We get a lot of calls from clients having received letters promising that all their business debt problems will be gone, usually by the way of Company A buying Company B for the nominal sum of £1. As you read further into it there are also fees of £5,000 to pay to handle the process.
But, paying only £1 to get rid of business debt has to be a perfect solution right? Well, there seems to be a couple of problems that will soon raise their head.
Once Company A has bought Company B for a £1 it is theirs to do with what they want.
However, should they choose to do something that brings it to the attention of the authorities then questions will be asked of the original directors, those who ran up the business debt in the first place.
This is because as a company director it is your duty to ensure the smooth running of the company, and if it is proved that your actions built up a debt and then you sold it you will still be liable, more on this here.
It’s a bit like being caught speeding and then selling your car the next day, even though you have sold the car you’re still responsible for the ticket!

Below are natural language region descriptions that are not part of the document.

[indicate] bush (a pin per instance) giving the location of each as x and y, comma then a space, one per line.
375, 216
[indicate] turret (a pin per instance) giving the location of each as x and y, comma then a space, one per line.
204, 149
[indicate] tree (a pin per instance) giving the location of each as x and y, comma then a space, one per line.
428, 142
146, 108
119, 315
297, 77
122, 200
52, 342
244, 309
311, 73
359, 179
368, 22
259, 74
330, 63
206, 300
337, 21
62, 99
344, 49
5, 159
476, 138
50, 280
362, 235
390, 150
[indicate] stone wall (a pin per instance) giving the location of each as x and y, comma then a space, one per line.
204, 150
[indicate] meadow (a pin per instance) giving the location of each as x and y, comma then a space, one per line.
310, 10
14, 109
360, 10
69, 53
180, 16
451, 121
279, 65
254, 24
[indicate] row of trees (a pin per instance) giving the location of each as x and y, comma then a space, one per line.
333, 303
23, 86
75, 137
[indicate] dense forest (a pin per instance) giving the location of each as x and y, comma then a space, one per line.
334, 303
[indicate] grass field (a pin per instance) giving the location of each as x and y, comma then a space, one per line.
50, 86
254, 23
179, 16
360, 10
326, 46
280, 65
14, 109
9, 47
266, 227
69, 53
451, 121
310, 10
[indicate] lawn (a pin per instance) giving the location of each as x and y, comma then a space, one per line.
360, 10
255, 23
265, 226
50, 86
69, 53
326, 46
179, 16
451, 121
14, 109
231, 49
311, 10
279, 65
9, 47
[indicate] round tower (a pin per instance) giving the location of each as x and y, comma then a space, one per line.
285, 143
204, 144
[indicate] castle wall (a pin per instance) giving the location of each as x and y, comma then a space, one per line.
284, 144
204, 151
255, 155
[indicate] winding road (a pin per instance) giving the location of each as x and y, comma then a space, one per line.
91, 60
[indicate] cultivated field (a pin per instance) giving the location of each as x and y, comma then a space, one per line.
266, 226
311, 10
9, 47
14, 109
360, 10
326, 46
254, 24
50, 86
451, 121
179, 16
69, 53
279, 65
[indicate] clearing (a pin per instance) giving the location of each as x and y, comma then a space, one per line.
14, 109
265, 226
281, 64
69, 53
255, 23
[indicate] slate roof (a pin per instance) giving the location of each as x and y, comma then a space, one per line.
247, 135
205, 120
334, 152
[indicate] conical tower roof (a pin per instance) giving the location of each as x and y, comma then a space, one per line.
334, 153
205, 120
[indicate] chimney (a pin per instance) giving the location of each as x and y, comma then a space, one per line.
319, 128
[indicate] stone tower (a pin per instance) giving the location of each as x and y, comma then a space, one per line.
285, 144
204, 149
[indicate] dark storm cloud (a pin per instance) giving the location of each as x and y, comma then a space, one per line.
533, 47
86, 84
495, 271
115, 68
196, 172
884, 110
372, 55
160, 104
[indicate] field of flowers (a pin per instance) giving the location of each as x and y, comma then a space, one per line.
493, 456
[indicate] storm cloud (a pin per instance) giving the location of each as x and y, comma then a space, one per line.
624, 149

The other obvious thing to talk about is the £5,000 handling fee, why pay this to have a slightly dubious company sale process initiated when this is the average fee charged by a licenced insolvency practitioner to liquidate and close your company in the correct and proper manner and have all the debts resolved in the right way.
Recent case example
In one recent case we have advised on, our client was approached by a firm after they had received a Winding Up Petition from HMRC. The firm offered to buy our clients company for a nominal fee of £1 and then to sell the assets back to the director. For this service they would charge the fore mentioned fee of £5,000!
After instruction took place and fees paid, the director was removed, and new director appointed and share transfer took place.
The company’s assets were then valued, and the purchasing firm came at the director asking for a further sum in the region of £20k to buy the assets from them.
However, contrary to the director believing that the company would be then be liquidated in a voluntary capacity (Creditors Voluntary Liquidation), it was actually wound up by HMRC and the Official Receiver was appointed under a Compulsory Liquidation.
The director was also of the understanding that he was no longer part of any insolvency process for his former company, but he had been mis-informed.
Because the company was under his stewardship when the Winding Up Petition was filed, and at the point the company became insolvent, the Official Receiver has requested that they come forward to answer questions about their conduct.
So was the business debt gone?
Well no. It wasn’t. The director is now both out of pocket, under investigation from the Official Receiver and unable to purchase the assets for his newco.
In this case, at best, the process is superfluous and certainly does not follow best practice for directors willing to turnaround these types of restructuring scenarios.
The director will not only be investigated for his part in the insolvent position of the company, but also the manner in which the company handled in and around the time of the sale.